坎雅點點頭:“躲不開。”她指了指還在燃燒的竹房子,“你把這裏的事情做完。”

“村民怎麽辦?”

“繼續綁著吧,發些食物給他們。如果接下來一周沒人有症狀,我們這裏的工作就結束了。”

“您覺得我們會那麽走運嗎?”

坎雅擠出一個笑臉,心想讓自己來安慰派這樣一個經驗豐富的老手毫無必要:“但願如此吧。”她向報信的男孩揮揮手,“帶路吧。”她瞥了一眼派,“這邊處理完了,就來環境部找我,我們還有一個地方要燒毀。”

“那家法郎工廠?”

看到派如此急切,坎雅差點兒笑了出來:“總不能放著瘟疫源頭不管吧!這不正是我們的職責嗎?”

“你是新的‘曼穀之虎’!”派大聲說道,他拍了拍坎雅的肩膀,突然意識到自己與坎雅地位有別,趕忙行合十禮,為自己的失禮道歉,接著便急匆匆地回去燒毀村莊去了。

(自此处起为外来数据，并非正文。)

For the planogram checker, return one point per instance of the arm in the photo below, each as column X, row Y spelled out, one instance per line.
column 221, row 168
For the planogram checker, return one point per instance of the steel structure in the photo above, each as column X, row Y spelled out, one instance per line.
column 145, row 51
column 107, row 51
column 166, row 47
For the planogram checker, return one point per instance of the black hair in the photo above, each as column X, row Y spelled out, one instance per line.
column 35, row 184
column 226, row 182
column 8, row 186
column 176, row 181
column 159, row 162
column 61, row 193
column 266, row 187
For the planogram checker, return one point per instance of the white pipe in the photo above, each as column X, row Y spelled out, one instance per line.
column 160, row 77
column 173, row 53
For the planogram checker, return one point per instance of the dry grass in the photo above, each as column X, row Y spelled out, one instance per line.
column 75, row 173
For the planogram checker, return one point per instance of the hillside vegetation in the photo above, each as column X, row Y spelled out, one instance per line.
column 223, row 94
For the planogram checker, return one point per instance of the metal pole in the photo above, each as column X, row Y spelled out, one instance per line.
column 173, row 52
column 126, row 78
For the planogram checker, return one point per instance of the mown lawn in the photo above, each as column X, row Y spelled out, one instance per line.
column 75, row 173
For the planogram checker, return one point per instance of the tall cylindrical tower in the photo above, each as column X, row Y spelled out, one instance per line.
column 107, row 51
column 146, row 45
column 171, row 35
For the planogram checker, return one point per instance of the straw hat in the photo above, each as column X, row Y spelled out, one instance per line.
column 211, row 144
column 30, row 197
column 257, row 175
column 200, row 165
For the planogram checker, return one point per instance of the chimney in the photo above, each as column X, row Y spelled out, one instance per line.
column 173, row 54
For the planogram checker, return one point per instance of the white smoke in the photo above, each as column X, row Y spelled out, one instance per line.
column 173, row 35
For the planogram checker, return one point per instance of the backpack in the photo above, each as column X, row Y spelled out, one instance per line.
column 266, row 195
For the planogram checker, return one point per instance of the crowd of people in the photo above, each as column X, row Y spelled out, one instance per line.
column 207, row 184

“新的‘曼穀之虎’。”賈迪在她耳邊說道,“這稱呼不賴。”

“這是你的錯。經過你的訓練,他們需要一位激進分子來領導。”

“所以他們就推選了你?”

坎雅歎了口氣:“如今,隻要能拿起一支火把,就能勝任這個職位,不是嗎?”

聽了這話,賈迪哈哈大笑起來。

一部兩輪扭簧車停在堤壩的盡頭,男孩爬上車,等坎雅爬上後座坐穩後,他們便穿梭於城市街道之中,在巨象和單車之間迂回行進。車喇叭不時發出嘟嘟的聲響,整個城市被他們甩在身後,變得更模糊。街上有魚販子、布匹商,還有賣護身符的。賈迪過去總是取笑這些售賣帕·色武布護身符的商販,而坎雅卻一直悄悄戴著護身符,用一條細鏈子將它掛在脖子上,緊貼著自己的胸口。

“你拍了太多神靈的馬屁。”賈迪瞥到坎雅在離開村莊之前摸了摸身上戴的護身符,開始嘲弄她。但她毫不理睬,依舊低聲誦念著致帕·色武布的禱辭,希望能得到護佑,盡管她知道自己不配。

兩輪扭簧車急轉著停下,坎雅跳下了車。城市之柱神殿上的金銀裝飾品在晨光中閃閃發亮,神殿周圍都是賣祭祀品萬壽菊的婦女。粉白的牆壁後麵傳來僧人的誦經聲和孔舞的伴奏曲。坎雅還沒來得及感謝報信的男孩,他便已經消失得無影無蹤了,他隻不過是又一個欠阿卡拉特人情的人。剛才那輛兩輪車很可能就是阿卡拉特對他的饋贈,而他的代價就是拿忠誠作為交換。

“那你又會從中得到什麽?親愛的坎雅?”賈迪問道。

“你知道的。”坎雅咕噥道,“我會得到我曾經發誓要得到的東西。”

“你現在還那麽想要得到它嗎?”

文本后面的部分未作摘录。